Early Career and Breakthrough
Price honed his skills at Bradford School of Art before excelling at the Royal College of Art, graduating in 1968 with a focus on menswear. He immediately joined Stirling Cooper, where his trousers, coats, and waistcoats drew on sexual fetishism, earning acclaim for their wit and innovation.
His button trousers were worn by Mick Jagger on the Rolling Stones' 1969 Gimme Shelter Tour, while bridge-crutch designs highlighted the male form with technical prowess. By 1979, Price launched his own label with shops in South Molton Street and King's Road, solidifying his trendsetting reputation.
Iconic Music Collaborations
Price's partnership with Roxy Music and Bryan Ferry defined the band's aesthetic, styling their first eight albums and the 'Roxy girls' on covers. He also dressed David Bowie, Robert Palmer, Duran Duran, Steve Strange, and Iva Davies, creating a military-dandy-sexy look that reinvented the suit for rock stars.
His influence extended to Lou Reed's Transformer album back cover.

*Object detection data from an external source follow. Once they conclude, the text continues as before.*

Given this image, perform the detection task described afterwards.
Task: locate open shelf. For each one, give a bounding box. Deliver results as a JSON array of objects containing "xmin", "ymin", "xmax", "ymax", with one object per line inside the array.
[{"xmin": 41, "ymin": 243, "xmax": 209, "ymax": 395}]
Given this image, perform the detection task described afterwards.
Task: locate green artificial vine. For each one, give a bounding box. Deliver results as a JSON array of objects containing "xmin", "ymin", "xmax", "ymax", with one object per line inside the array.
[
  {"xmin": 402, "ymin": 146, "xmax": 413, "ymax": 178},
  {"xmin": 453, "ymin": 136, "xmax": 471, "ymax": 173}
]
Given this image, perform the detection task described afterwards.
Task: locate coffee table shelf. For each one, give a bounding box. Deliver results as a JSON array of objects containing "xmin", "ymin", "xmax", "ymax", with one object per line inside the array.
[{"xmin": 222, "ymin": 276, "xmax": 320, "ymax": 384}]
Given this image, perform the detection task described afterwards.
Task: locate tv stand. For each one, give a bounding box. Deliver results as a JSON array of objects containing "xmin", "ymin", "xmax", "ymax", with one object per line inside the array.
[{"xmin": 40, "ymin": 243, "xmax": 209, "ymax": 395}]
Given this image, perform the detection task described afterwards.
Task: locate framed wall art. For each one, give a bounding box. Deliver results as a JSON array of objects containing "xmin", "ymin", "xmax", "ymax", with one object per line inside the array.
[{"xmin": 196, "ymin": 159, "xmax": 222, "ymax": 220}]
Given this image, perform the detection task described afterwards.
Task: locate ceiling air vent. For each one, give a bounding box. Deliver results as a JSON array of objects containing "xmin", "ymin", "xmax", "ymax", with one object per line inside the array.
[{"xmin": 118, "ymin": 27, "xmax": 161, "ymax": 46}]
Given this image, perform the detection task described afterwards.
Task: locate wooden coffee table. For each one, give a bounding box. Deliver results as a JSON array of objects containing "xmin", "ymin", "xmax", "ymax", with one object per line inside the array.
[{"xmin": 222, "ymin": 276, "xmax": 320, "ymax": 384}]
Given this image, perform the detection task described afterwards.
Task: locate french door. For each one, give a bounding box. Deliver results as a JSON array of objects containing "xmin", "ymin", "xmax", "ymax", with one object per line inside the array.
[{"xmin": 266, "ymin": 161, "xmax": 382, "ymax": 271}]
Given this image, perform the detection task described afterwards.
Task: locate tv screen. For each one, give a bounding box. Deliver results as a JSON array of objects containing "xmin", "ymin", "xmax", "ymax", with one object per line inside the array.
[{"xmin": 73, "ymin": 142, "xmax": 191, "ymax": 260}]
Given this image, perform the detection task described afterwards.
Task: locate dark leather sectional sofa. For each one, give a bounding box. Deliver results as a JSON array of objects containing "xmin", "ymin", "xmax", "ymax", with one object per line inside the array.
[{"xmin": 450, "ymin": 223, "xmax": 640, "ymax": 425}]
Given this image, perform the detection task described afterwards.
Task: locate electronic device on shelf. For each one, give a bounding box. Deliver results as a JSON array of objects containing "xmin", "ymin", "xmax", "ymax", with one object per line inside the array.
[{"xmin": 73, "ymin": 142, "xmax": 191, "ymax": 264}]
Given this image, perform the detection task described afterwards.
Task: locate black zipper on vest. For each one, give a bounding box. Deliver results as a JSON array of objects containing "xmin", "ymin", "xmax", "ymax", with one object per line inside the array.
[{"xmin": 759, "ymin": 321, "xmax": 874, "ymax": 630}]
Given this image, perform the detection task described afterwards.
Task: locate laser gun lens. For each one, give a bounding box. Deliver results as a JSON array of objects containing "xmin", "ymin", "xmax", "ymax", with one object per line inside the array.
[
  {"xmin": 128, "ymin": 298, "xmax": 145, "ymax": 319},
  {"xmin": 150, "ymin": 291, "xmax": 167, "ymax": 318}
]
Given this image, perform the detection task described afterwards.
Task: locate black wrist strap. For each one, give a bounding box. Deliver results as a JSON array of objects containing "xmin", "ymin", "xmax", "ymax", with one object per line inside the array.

Price made suits rock 'n' roll, predating superstar designers and shaping British fashion without sponsors.
Later Years and Enduring Legacy
In his later career, Price was considered to replace Gianni Versace in 1998 and opened a Chelsea showroom in 2000. He designed for Pamela Anderson, Tilda Swinton, and the Duchess of Cornwall, while creating carpet gowns for Brintons and tweed for Glenalmond.
Nominated for awards and featured in Vogue, Price continued innovating until his death. His passing on December 16, 2025, weeks after his final catwalk, prompts reflections on his visionary impact amid today's tributes from fashion and music worlds.